Pour l’Algérie, le manque à gagner est évident, d’autant que l’une des résolutions de ce sommet porte sur une implication plus grande des membres de l’OIF dans le règlement des conflits, notamment en Afrique où l’on ne compte pas moins de 32 pays francophones sur les 55 membres de l’Union africaine. C’est dire qu’en tournant le dos à la francophonie, c’est aussi de l’Afrique que l’Algérie s’éloigne. Un paradoxe pour un pays qui, au niveau du discours, ne manque aucune occasion d’afficher de grandes ambitions africaines. Là encore, les statistiques montrent bien que la posture actuelle d’Alger lui sera encore plus coûteuse dans les décennies à venir. En 2050, plus de 70% des francophones du monde seront africains et le continent comptera plus de 90% des francophones âgés de 15 à 29 ans. Certes, la langue en partage n’est ni un critère nécessaire ni une condition suffisante pour coopérer ou réaliser des projets communs ou pour la promotion des intérêts d’un pays dans un espace géographique donné. Mais elle constitue toujours une passerelle et, en définitive, un avantage comparatif qui donne d’emblée la primauté à ceux qu’elle rassemble et unit. Y compris, ce faisant, sur les dossiers éminemment politiques. C’est bien sur le socle de l’anglais que fut bâti, essentiellement, le Commonwealth.

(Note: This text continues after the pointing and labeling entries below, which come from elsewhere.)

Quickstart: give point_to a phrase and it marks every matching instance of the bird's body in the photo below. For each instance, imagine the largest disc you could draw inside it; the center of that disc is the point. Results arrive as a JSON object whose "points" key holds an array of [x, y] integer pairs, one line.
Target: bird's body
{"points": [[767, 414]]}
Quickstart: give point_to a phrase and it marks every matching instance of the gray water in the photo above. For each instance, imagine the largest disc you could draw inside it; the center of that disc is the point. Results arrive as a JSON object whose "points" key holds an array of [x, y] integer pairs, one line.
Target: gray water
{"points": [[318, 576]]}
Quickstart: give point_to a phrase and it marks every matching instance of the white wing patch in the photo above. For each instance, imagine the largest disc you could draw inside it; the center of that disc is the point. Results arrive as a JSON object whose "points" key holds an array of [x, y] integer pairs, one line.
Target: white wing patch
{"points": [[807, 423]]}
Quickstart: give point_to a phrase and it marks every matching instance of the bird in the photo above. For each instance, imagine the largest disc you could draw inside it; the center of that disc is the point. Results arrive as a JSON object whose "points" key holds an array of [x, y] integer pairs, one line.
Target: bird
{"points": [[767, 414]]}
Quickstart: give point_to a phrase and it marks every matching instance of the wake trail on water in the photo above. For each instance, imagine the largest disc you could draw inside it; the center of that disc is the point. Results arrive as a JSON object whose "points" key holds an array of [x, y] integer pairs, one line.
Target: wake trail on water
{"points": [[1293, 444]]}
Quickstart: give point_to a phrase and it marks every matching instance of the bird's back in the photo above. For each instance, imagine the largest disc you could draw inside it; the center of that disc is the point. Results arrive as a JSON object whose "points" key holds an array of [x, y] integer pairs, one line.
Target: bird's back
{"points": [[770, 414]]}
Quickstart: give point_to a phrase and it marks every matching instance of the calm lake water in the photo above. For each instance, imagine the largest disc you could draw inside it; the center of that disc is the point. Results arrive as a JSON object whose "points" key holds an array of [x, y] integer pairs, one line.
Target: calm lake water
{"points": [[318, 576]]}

À l’appui de choix faits plutôt “envers l’autre” que pour elle-même, et pour espérer compenser les coûts qu’ils peuvent induire, l’Algérie opte pour des alternatives qui peuvent paraitre prometteuses mais que rien ne porte hormis cette posture de défiance. C’est ainsi que, faisant table rase de tout pragmatisme et de tout réalisme, elle rêve de faire son entrée dans le club des BRICS au sein duquel siège la Russie déclinante de Poutine. L’art de préférer l’ombre à la proie.